In all, there were more than 250 comments. Even the boy’s mother, Najlah Feanny Hicks, joined the discussion. “If you think it’s far more helpful to belittle the process rather than just giving people the information they need, then I think the TSA has far more serious issues than any of us imagine.”
Those who are deeply suspicious of the administration often dominate the online conversations. Still, TSA prefers to engage them. Often, TSA incorporates feedback from blog comments into its decisions, Burns said.
“Other agencies are using the TSA blog as an example” of how to start their own, he said. In June, the Department of Homeland Security also launched a blog — www.dhs.gov/journal/theblog.
“The TSA blog has reduced the number of calls we get from the media with questions,” Burns added.

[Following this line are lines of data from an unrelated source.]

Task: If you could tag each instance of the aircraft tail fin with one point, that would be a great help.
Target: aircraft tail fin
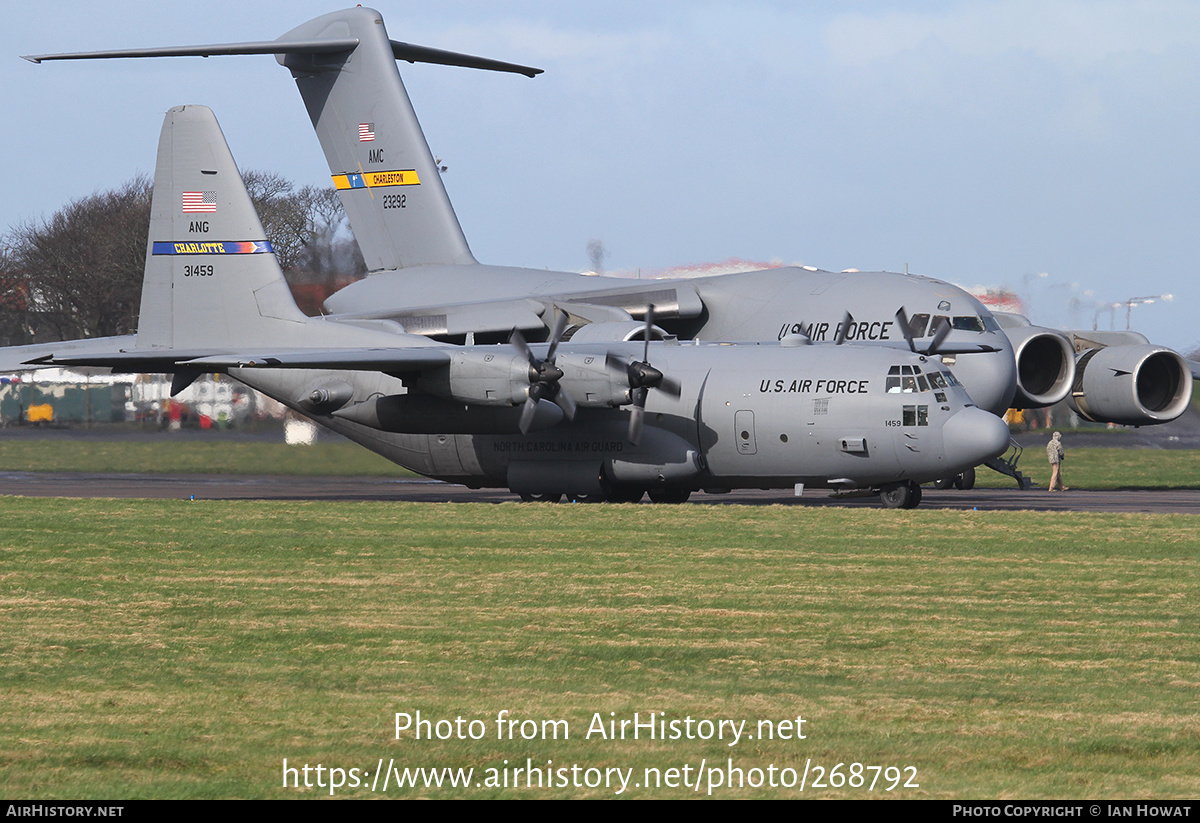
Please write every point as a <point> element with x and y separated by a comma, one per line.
<point>211,278</point>
<point>345,66</point>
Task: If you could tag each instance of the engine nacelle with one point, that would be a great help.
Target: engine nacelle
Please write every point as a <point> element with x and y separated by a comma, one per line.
<point>612,332</point>
<point>591,382</point>
<point>1045,366</point>
<point>1133,385</point>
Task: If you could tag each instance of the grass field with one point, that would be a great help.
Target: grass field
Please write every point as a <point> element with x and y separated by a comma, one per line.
<point>1085,468</point>
<point>185,649</point>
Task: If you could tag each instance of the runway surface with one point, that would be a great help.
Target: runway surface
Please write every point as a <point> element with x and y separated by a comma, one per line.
<point>233,487</point>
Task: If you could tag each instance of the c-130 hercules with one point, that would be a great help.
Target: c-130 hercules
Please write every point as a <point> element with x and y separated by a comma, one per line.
<point>421,266</point>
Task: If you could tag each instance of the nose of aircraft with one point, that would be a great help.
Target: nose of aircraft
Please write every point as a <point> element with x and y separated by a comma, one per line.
<point>972,436</point>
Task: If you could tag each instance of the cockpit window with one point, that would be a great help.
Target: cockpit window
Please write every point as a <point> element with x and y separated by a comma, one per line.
<point>917,324</point>
<point>909,380</point>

Michael Knowles, a communications consultant in Aptos, Calif., and former president of the Association of Professional Communication Consultants, said he’s glad to see other organizations emulating TSA’s approach.

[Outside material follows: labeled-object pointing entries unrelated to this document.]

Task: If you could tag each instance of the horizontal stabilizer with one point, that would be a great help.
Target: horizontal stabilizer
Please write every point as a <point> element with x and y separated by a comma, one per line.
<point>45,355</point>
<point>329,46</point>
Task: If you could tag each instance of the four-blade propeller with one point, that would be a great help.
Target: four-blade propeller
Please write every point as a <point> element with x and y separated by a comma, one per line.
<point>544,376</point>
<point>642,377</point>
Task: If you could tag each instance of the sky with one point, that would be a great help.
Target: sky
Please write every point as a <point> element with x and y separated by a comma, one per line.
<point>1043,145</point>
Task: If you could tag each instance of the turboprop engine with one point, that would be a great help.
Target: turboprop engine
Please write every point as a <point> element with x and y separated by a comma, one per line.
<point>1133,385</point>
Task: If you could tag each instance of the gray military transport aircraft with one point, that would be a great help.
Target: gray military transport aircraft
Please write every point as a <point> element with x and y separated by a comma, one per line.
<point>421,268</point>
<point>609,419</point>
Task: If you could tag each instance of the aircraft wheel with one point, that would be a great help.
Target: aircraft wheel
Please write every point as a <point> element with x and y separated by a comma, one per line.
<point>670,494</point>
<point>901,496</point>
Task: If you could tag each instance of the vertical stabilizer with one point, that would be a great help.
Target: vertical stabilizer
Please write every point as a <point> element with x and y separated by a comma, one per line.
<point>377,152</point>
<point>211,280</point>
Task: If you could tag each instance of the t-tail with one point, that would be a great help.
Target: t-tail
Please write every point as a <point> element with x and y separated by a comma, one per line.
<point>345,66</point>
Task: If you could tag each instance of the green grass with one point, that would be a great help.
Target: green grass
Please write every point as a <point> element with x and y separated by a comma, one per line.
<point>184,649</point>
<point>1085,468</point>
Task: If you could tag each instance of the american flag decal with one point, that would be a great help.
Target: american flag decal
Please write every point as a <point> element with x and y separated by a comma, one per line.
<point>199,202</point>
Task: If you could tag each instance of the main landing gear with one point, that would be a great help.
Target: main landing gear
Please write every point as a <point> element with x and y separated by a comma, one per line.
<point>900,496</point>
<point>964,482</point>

“The content is engaging people,” Knowles said. “Security procedures in airports are perceived to be a pain in the neck, and this makes those procedures much more human.”
He acknowledged that when blogging, organizations run the risk of publishing hasty remarks that could spin off into controversies of their own. But the benefits of having a blog far outweigh the costs, he said. He recommended that Tiger Woods and Toyota, each battling public controversies, take a page out of TSA’s playbook.
“Businesses and the government are just coming up to speed and realizing that these social networking tools are great ways to communicate,” he said, praising the TSA blog’s casual, plainspoken voice. “The disingenuous stuff — people see right through that.”
The TSA blog also has a Twitter account, and it has amassed more than 6,000 followers. Burns, who signs his Tweets, “BB,” for Blogger Bob, regularly engages in Twitter discussions.
The December incident in which a Nigerian citizen tried to detonate explosives while on a flight to Detroit has sparked heated debates online about airport security procedures. Partly as a response to the incident, TSA is installing advanced imaging technology in airports across the country. The screening devices peer through passengers’ clothes to check for hidden weapons.
Bloggers immediately started asking questions: Just how detailed will these images be? Will TSA store them? (No.) What if I don’t want strangers seeing me in the buff? (You can elect to have a pat down instead.)
Then, a controversial picture went viral. A fully clothed woman stands next to images that were said to have been taken of her using TSA’s screening device. The image was posted on a number of blogs and received countless Twitter links. The images — purportedly what officers would see if she was at a security checkpoint — leave little to the imagination.
Burns took to the blog to defuse the situation.
“What’s wrong with this picture?” he wrote in a post dated Jan. 27, next to a copy of the image with the nudity blacked out. “Put quite simply, it’s a fake.”
Burns said in the post that TSA’s office of information technology analyzed the image and determined it was not, in fact, taken using the screening technology. The image was from a stock-photo website and had been altered using photo-editing software.
“It’s obvious that the woman shown on the left is not the woman in the doctored photos on the right,” he wrote. “Notice that the bracelet on the right wrist in the clothed image does not appear in the doctored images. Her arms and legs are also in different positions.”
He posted authentic advanced-imaging photos, which are less detailed.
More than 120 people have left comments. “I’m an eight-year veteran [transportation security officer],” one commenter said. “I promise you that no one really wants to see your ‘sensitive areas.’”
For Burns and the TSA blog team, it’s one more thread in a never-ending conversation.